Combination of Subtractive Clustering and Radial Basis Function in Speaker Identification
Ibrahim A. Albidewi, Yap Teck Ann

TL;DR
This paper introduces a novel speaker identification method combining subtractive clustering with Radial Basis Function neural networks to improve training speed and accuracy in identifying speakers from a database.
Contribution
It proposes a new approach that integrates subtractive clustering with RBF networks, enhancing training efficiency and prediction accuracy in speaker identification.
Findings
Faster training speed due to subtractive clustering for hidden node selection.
Improved prediction accuracy with regularized RBF network.
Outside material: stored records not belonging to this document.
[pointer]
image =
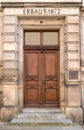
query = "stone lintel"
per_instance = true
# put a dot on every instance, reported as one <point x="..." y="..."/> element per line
<point x="39" y="4"/>
<point x="72" y="83"/>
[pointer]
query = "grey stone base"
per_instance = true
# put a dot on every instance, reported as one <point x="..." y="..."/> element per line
<point x="75" y="113"/>
<point x="8" y="113"/>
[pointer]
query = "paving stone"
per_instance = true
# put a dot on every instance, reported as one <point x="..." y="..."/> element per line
<point x="22" y="127"/>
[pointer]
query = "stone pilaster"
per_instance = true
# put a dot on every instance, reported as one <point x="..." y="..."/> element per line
<point x="1" y="59"/>
<point x="82" y="57"/>
<point x="10" y="66"/>
<point x="72" y="68"/>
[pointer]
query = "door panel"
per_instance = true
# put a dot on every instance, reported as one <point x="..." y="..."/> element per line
<point x="50" y="75"/>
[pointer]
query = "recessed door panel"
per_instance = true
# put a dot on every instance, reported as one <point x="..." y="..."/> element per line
<point x="50" y="78"/>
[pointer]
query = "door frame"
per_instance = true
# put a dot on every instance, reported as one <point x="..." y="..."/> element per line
<point x="49" y="47"/>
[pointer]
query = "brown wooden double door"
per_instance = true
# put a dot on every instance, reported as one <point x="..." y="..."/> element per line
<point x="41" y="80"/>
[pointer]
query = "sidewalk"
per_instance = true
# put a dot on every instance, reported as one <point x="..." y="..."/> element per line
<point x="6" y="126"/>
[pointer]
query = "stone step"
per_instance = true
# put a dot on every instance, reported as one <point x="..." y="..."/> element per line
<point x="64" y="122"/>
<point x="38" y="115"/>
<point x="57" y="110"/>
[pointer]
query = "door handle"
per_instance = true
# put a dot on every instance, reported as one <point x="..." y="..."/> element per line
<point x="43" y="82"/>
<point x="50" y="87"/>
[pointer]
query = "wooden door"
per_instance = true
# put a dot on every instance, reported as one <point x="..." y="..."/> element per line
<point x="41" y="76"/>
<point x="50" y="79"/>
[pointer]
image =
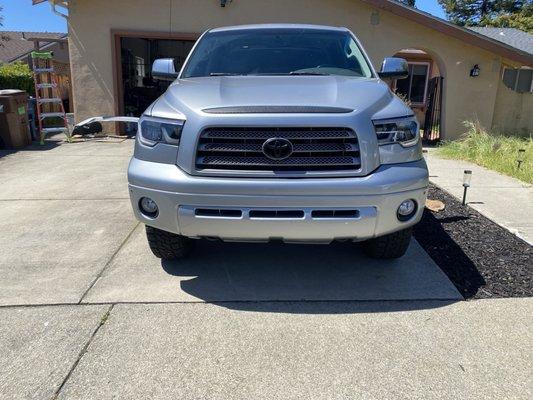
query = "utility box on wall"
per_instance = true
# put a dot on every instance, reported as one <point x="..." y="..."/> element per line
<point x="14" y="127"/>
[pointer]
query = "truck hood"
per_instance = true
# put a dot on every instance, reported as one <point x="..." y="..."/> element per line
<point x="194" y="95"/>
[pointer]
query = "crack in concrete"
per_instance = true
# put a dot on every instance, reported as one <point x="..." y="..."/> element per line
<point x="101" y="323"/>
<point x="98" y="276"/>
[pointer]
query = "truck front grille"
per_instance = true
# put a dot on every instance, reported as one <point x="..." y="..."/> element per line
<point x="313" y="149"/>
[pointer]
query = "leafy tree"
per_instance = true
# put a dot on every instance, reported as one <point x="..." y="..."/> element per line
<point x="487" y="12"/>
<point x="410" y="3"/>
<point x="522" y="20"/>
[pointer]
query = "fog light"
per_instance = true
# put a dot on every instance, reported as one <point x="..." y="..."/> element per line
<point x="148" y="207"/>
<point x="406" y="210"/>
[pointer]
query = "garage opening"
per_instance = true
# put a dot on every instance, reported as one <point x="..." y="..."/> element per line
<point x="423" y="91"/>
<point x="135" y="54"/>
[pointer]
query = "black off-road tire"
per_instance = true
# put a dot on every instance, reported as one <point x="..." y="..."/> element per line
<point x="168" y="246"/>
<point x="393" y="245"/>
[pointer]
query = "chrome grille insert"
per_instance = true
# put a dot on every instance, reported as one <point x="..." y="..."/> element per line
<point x="314" y="149"/>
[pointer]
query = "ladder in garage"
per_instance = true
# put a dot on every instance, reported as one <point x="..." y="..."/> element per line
<point x="48" y="99"/>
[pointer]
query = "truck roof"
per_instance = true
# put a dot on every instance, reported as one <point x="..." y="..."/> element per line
<point x="277" y="26"/>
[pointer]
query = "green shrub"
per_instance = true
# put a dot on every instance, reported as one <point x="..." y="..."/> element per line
<point x="16" y="76"/>
<point x="493" y="151"/>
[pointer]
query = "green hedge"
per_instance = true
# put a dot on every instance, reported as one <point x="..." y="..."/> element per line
<point x="16" y="76"/>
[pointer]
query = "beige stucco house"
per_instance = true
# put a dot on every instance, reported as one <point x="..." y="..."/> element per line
<point x="113" y="43"/>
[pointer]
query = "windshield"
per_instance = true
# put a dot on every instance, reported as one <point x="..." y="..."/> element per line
<point x="277" y="52"/>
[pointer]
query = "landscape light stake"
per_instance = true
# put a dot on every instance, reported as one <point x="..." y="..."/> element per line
<point x="467" y="177"/>
<point x="521" y="157"/>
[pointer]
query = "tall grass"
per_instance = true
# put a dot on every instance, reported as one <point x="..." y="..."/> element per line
<point x="493" y="151"/>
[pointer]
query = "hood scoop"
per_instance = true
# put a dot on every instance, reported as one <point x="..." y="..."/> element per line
<point x="264" y="109"/>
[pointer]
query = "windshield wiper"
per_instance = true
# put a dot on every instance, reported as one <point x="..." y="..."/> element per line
<point x="225" y="74"/>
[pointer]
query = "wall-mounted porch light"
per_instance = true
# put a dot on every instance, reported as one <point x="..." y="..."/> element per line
<point x="521" y="157"/>
<point x="475" y="71"/>
<point x="467" y="178"/>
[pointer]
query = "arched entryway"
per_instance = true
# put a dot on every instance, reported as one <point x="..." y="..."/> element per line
<point x="423" y="90"/>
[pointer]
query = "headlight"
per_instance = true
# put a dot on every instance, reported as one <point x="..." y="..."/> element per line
<point x="403" y="131"/>
<point x="155" y="130"/>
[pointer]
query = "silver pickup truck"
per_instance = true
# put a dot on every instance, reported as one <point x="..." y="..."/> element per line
<point x="278" y="132"/>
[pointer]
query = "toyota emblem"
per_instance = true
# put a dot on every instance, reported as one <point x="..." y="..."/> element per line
<point x="277" y="149"/>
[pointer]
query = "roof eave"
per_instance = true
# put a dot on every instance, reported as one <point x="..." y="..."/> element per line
<point x="455" y="31"/>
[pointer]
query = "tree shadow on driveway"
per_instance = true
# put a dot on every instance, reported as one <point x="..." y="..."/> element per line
<point x="336" y="278"/>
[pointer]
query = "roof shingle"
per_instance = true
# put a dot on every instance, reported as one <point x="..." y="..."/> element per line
<point x="511" y="36"/>
<point x="15" y="46"/>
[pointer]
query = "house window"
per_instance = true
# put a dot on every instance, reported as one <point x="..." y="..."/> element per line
<point x="519" y="80"/>
<point x="414" y="87"/>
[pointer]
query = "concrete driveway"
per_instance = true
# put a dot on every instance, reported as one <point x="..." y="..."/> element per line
<point x="87" y="312"/>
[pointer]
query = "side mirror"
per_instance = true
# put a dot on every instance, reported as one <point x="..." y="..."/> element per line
<point x="163" y="69"/>
<point x="395" y="68"/>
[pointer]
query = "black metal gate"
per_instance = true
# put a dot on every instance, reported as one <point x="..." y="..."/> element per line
<point x="432" y="123"/>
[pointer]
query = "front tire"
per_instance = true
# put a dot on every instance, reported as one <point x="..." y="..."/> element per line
<point x="393" y="245"/>
<point x="168" y="246"/>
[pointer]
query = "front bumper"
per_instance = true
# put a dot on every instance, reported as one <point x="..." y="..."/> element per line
<point x="365" y="206"/>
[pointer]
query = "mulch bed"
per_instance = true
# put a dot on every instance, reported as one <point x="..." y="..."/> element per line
<point x="482" y="259"/>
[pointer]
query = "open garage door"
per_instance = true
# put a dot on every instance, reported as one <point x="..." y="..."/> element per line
<point x="135" y="53"/>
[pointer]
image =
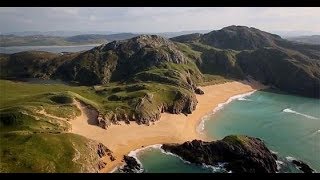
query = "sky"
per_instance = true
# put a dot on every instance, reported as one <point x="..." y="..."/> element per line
<point x="157" y="19"/>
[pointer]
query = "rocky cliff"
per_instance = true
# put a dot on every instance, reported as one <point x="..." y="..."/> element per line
<point x="242" y="154"/>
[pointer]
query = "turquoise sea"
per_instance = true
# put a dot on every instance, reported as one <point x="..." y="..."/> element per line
<point x="289" y="125"/>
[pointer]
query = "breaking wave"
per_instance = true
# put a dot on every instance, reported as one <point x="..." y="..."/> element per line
<point x="287" y="110"/>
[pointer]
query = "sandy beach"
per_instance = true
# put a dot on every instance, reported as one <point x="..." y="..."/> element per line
<point x="171" y="128"/>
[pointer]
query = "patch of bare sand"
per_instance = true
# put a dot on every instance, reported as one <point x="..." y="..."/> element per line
<point x="171" y="128"/>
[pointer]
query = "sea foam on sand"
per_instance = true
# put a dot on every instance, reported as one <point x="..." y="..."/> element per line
<point x="220" y="106"/>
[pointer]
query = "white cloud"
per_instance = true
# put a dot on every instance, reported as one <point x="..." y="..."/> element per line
<point x="156" y="19"/>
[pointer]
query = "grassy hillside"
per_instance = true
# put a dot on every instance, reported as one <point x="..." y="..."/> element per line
<point x="32" y="142"/>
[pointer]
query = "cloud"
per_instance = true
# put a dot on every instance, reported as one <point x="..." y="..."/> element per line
<point x="157" y="19"/>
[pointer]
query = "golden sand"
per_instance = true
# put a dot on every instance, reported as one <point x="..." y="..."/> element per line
<point x="171" y="128"/>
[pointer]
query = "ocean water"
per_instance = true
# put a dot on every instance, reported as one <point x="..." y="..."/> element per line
<point x="289" y="125"/>
<point x="54" y="49"/>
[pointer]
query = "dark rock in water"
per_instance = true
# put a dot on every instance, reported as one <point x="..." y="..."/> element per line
<point x="242" y="154"/>
<point x="198" y="91"/>
<point x="101" y="165"/>
<point x="303" y="166"/>
<point x="132" y="166"/>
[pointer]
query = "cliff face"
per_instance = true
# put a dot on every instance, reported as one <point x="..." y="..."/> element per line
<point x="239" y="51"/>
<point x="119" y="60"/>
<point x="242" y="154"/>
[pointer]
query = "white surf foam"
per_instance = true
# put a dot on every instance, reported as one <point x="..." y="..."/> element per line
<point x="287" y="110"/>
<point x="220" y="106"/>
<point x="289" y="158"/>
<point x="134" y="154"/>
<point x="244" y="99"/>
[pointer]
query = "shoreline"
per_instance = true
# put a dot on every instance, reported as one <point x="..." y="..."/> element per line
<point x="170" y="128"/>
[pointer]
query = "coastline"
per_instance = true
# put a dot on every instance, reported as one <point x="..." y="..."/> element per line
<point x="171" y="128"/>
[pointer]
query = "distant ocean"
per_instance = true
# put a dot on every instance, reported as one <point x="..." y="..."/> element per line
<point x="289" y="125"/>
<point x="54" y="49"/>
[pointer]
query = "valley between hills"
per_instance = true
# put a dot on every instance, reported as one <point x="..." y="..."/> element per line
<point x="132" y="93"/>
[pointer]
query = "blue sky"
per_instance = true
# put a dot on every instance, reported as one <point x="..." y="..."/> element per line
<point x="156" y="19"/>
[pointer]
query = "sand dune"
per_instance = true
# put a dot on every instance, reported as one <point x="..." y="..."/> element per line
<point x="171" y="128"/>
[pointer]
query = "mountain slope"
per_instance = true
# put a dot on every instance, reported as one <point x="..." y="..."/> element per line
<point x="291" y="67"/>
<point x="314" y="39"/>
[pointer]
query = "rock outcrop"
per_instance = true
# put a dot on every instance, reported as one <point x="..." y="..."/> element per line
<point x="242" y="154"/>
<point x="131" y="166"/>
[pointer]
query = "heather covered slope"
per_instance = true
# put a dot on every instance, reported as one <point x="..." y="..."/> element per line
<point x="239" y="51"/>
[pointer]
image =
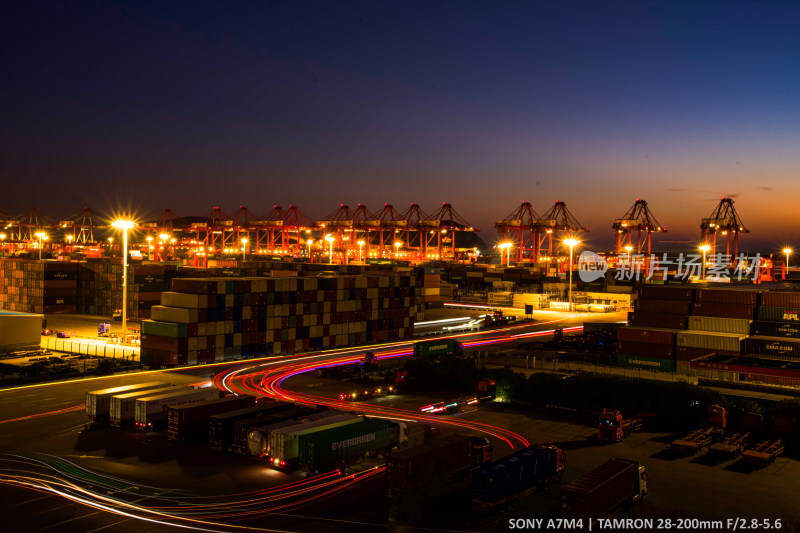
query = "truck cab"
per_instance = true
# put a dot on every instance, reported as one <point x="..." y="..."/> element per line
<point x="642" y="482"/>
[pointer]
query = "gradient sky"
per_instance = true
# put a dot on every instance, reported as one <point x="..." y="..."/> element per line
<point x="484" y="105"/>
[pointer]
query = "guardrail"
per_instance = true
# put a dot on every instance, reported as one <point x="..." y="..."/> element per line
<point x="89" y="348"/>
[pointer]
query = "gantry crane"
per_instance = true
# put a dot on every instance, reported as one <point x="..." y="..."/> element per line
<point x="557" y="223"/>
<point x="724" y="220"/>
<point x="520" y="228"/>
<point x="637" y="219"/>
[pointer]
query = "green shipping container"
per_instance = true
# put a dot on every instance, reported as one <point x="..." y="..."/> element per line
<point x="164" y="329"/>
<point x="436" y="348"/>
<point x="645" y="363"/>
<point x="331" y="446"/>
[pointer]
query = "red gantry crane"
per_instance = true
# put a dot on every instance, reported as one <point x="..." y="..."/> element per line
<point x="520" y="228"/>
<point x="557" y="223"/>
<point x="725" y="221"/>
<point x="637" y="219"/>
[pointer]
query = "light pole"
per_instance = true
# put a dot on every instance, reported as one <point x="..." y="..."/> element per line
<point x="787" y="251"/>
<point x="704" y="248"/>
<point x="571" y="243"/>
<point x="330" y="239"/>
<point x="124" y="225"/>
<point x="41" y="235"/>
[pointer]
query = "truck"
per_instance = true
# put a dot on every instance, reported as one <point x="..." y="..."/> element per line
<point x="500" y="485"/>
<point x="606" y="489"/>
<point x="123" y="406"/>
<point x="437" y="349"/>
<point x="222" y="426"/>
<point x="151" y="411"/>
<point x="612" y="426"/>
<point x="260" y="443"/>
<point x="332" y="448"/>
<point x="730" y="446"/>
<point x="98" y="402"/>
<point x="284" y="442"/>
<point x="695" y="441"/>
<point x="763" y="454"/>
<point x="438" y="462"/>
<point x="191" y="421"/>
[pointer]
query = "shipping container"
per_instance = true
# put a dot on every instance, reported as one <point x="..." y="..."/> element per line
<point x="778" y="314"/>
<point x="123" y="406"/>
<point x="672" y="307"/>
<point x="655" y="364"/>
<point x="778" y="348"/>
<point x="284" y="442"/>
<point x="191" y="421"/>
<point x="657" y="320"/>
<point x="709" y="340"/>
<point x="151" y="411"/>
<point x="746" y="297"/>
<point x="720" y="325"/>
<point x="777" y="329"/>
<point x="327" y="449"/>
<point x="781" y="299"/>
<point x="221" y="427"/>
<point x="647" y="335"/>
<point x="98" y="402"/>
<point x="745" y="312"/>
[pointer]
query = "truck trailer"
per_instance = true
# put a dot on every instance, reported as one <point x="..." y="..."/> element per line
<point x="123" y="406"/>
<point x="284" y="442"/>
<point x="191" y="421"/>
<point x="98" y="402"/>
<point x="332" y="448"/>
<point x="604" y="490"/>
<point x="151" y="411"/>
<point x="500" y="484"/>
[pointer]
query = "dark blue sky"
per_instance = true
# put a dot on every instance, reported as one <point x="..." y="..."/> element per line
<point x="484" y="105"/>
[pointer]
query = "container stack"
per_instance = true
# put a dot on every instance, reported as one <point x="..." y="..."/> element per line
<point x="38" y="286"/>
<point x="209" y="319"/>
<point x="777" y="330"/>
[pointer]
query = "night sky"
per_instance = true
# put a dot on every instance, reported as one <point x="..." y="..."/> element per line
<point x="188" y="105"/>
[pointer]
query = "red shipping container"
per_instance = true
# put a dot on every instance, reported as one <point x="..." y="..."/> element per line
<point x="723" y="310"/>
<point x="728" y="296"/>
<point x="658" y="320"/>
<point x="647" y="335"/>
<point x="780" y="299"/>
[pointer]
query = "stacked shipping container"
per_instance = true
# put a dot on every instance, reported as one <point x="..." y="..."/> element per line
<point x="204" y="320"/>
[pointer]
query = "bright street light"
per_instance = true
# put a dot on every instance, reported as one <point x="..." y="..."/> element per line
<point x="787" y="251"/>
<point x="704" y="248"/>
<point x="572" y="243"/>
<point x="124" y="225"/>
<point x="330" y="239"/>
<point x="41" y="235"/>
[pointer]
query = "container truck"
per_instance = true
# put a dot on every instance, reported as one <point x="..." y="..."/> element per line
<point x="604" y="490"/>
<point x="151" y="411"/>
<point x="332" y="448"/>
<point x="436" y="349"/>
<point x="243" y="429"/>
<point x="284" y="442"/>
<point x="98" y="402"/>
<point x="191" y="421"/>
<point x="221" y="427"/>
<point x="499" y="485"/>
<point x="440" y="461"/>
<point x="123" y="406"/>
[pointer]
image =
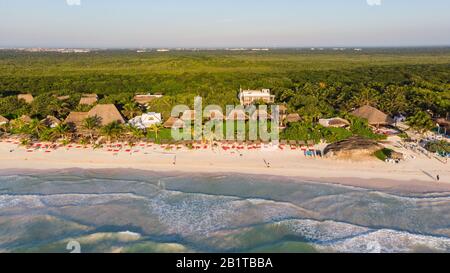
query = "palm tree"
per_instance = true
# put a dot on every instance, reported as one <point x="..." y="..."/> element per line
<point x="136" y="132"/>
<point x="61" y="131"/>
<point x="112" y="130"/>
<point x="90" y="124"/>
<point x="131" y="110"/>
<point x="155" y="128"/>
<point x="36" y="128"/>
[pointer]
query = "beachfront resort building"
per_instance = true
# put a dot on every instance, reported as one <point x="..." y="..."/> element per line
<point x="3" y="120"/>
<point x="51" y="121"/>
<point x="28" y="98"/>
<point x="374" y="116"/>
<point x="89" y="99"/>
<point x="146" y="99"/>
<point x="334" y="123"/>
<point x="106" y="113"/>
<point x="249" y="97"/>
<point x="146" y="120"/>
<point x="174" y="123"/>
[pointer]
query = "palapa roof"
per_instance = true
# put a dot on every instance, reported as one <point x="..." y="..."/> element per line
<point x="373" y="115"/>
<point x="353" y="148"/>
<point x="63" y="97"/>
<point x="107" y="113"/>
<point x="214" y="114"/>
<point x="188" y="115"/>
<point x="261" y="114"/>
<point x="51" y="120"/>
<point x="291" y="118"/>
<point x="3" y="119"/>
<point x="28" y="98"/>
<point x="26" y="119"/>
<point x="88" y="100"/>
<point x="173" y="122"/>
<point x="237" y="114"/>
<point x="90" y="96"/>
<point x="443" y="122"/>
<point x="144" y="99"/>
<point x="334" y="122"/>
<point x="76" y="118"/>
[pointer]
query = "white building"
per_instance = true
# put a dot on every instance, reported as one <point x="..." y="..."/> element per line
<point x="248" y="97"/>
<point x="146" y="120"/>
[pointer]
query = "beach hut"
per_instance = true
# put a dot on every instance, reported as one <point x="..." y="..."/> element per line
<point x="292" y="118"/>
<point x="76" y="119"/>
<point x="188" y="115"/>
<point x="374" y="116"/>
<point x="88" y="100"/>
<point x="26" y="119"/>
<point x="146" y="120"/>
<point x="355" y="148"/>
<point x="214" y="114"/>
<point x="146" y="99"/>
<point x="261" y="115"/>
<point x="51" y="121"/>
<point x="107" y="113"/>
<point x="174" y="122"/>
<point x="334" y="122"/>
<point x="63" y="98"/>
<point x="3" y="120"/>
<point x="237" y="115"/>
<point x="28" y="98"/>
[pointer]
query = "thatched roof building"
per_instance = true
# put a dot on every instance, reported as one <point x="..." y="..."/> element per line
<point x="146" y="99"/>
<point x="334" y="122"/>
<point x="26" y="119"/>
<point x="188" y="115"/>
<point x="173" y="122"/>
<point x="353" y="148"/>
<point x="261" y="115"/>
<point x="291" y="118"/>
<point x="3" y="120"/>
<point x="51" y="121"/>
<point x="76" y="119"/>
<point x="443" y="123"/>
<point x="214" y="115"/>
<point x="88" y="100"/>
<point x="237" y="115"/>
<point x="107" y="113"/>
<point x="28" y="98"/>
<point x="374" y="116"/>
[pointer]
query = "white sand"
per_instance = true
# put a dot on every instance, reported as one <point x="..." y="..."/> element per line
<point x="413" y="175"/>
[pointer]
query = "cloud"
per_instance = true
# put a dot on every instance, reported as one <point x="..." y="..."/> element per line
<point x="73" y="2"/>
<point x="374" y="2"/>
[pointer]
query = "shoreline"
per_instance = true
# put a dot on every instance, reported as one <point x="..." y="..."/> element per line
<point x="412" y="176"/>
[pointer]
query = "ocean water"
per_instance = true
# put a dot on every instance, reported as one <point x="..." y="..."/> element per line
<point x="136" y="211"/>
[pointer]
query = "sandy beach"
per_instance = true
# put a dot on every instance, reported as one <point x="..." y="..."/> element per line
<point x="417" y="175"/>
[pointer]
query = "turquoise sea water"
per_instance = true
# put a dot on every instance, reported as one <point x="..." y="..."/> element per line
<point x="136" y="211"/>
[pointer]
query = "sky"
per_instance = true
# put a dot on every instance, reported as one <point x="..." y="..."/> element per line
<point x="223" y="23"/>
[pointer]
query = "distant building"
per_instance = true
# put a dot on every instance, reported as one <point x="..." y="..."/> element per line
<point x="248" y="97"/>
<point x="146" y="99"/>
<point x="28" y="98"/>
<point x="3" y="120"/>
<point x="146" y="120"/>
<point x="292" y="118"/>
<point x="174" y="123"/>
<point x="374" y="116"/>
<point x="334" y="123"/>
<point x="89" y="99"/>
<point x="107" y="113"/>
<point x="51" y="121"/>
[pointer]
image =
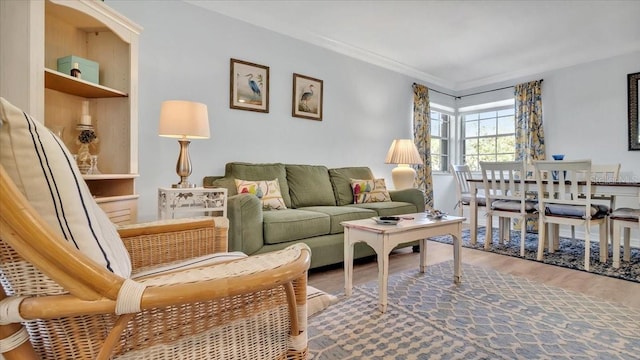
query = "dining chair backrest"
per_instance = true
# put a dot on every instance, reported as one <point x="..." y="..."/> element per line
<point x="502" y="181"/>
<point x="461" y="173"/>
<point x="566" y="190"/>
<point x="605" y="172"/>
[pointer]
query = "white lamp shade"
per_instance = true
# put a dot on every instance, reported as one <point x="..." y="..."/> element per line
<point x="184" y="119"/>
<point x="403" y="151"/>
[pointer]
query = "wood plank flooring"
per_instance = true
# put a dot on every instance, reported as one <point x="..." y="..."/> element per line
<point x="331" y="279"/>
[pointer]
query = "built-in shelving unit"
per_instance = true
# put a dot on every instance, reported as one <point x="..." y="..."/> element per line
<point x="91" y="30"/>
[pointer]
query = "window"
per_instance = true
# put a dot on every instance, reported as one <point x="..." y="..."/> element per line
<point x="440" y="122"/>
<point x="488" y="133"/>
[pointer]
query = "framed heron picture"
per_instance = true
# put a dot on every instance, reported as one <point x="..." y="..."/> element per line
<point x="307" y="97"/>
<point x="249" y="86"/>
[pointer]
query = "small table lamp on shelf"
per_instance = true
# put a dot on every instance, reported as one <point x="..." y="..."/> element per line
<point x="184" y="120"/>
<point x="404" y="153"/>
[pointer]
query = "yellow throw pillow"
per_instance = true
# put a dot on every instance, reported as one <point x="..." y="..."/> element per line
<point x="368" y="191"/>
<point x="267" y="191"/>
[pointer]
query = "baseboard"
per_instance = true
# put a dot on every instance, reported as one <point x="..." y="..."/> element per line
<point x="565" y="231"/>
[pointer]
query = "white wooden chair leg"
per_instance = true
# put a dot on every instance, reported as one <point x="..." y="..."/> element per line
<point x="587" y="246"/>
<point x="616" y="244"/>
<point x="541" y="239"/>
<point x="523" y="235"/>
<point x="604" y="242"/>
<point x="627" y="244"/>
<point x="488" y="238"/>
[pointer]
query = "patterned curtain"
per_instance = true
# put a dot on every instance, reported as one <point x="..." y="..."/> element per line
<point x="529" y="131"/>
<point x="422" y="138"/>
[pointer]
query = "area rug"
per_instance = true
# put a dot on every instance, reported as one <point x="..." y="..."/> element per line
<point x="490" y="315"/>
<point x="570" y="255"/>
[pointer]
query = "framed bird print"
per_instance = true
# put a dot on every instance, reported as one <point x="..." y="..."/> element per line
<point x="249" y="89"/>
<point x="307" y="97"/>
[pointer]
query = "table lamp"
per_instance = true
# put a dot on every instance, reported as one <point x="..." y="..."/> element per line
<point x="404" y="153"/>
<point x="184" y="120"/>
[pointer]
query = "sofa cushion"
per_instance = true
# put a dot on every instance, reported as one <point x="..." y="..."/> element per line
<point x="367" y="191"/>
<point x="267" y="191"/>
<point x="388" y="208"/>
<point x="293" y="224"/>
<point x="341" y="182"/>
<point x="46" y="174"/>
<point x="250" y="171"/>
<point x="338" y="214"/>
<point x="309" y="185"/>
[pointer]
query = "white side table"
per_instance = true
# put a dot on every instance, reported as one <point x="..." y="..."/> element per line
<point x="178" y="203"/>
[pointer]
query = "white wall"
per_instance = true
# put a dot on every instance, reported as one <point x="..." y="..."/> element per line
<point x="185" y="52"/>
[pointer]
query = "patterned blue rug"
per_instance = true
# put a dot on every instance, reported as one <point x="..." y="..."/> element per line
<point x="570" y="255"/>
<point x="491" y="315"/>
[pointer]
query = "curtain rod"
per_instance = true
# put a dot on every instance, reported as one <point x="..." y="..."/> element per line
<point x="478" y="93"/>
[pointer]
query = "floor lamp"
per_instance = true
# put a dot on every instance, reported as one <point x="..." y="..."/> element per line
<point x="404" y="153"/>
<point x="184" y="120"/>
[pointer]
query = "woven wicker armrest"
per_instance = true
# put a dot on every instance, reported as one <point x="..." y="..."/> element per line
<point x="166" y="241"/>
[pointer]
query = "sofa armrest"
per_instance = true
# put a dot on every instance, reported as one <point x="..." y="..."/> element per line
<point x="245" y="218"/>
<point x="413" y="196"/>
<point x="165" y="241"/>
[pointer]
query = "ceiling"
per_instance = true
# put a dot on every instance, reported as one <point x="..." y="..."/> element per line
<point x="457" y="45"/>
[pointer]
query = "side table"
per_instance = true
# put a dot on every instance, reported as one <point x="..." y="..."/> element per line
<point x="176" y="203"/>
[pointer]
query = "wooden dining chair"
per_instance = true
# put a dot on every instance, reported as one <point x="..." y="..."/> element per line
<point x="560" y="203"/>
<point x="76" y="287"/>
<point x="462" y="173"/>
<point x="623" y="220"/>
<point x="603" y="173"/>
<point x="506" y="199"/>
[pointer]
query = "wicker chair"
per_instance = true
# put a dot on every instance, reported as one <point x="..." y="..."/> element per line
<point x="250" y="308"/>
Effective identification of speakers from a trained database.
Abstract
Speaker identification is the process of determining which registered speaker provides a given utterance. Speaker identification required to make a claim on the identity of speaker from the Ns trained speaker in its user database. In this study, we propose the combination of clustering algorithm and the classification technique - subtractive and Radial Basis Function (RBF). The proposed technique is chosen because RBF is a simpler network structures and faster learning algorithm. RBF finds the input to output map using the local approximators which will combine the linear of the approximators and cause the linear combiner have few weights. Besides that, RBF neural network model using subtractive clustering algorithm for selecting the hidden node centers, which can achieve faster training speed. In the meantime, the RBF network was trained with a regularization term so as to minimize the…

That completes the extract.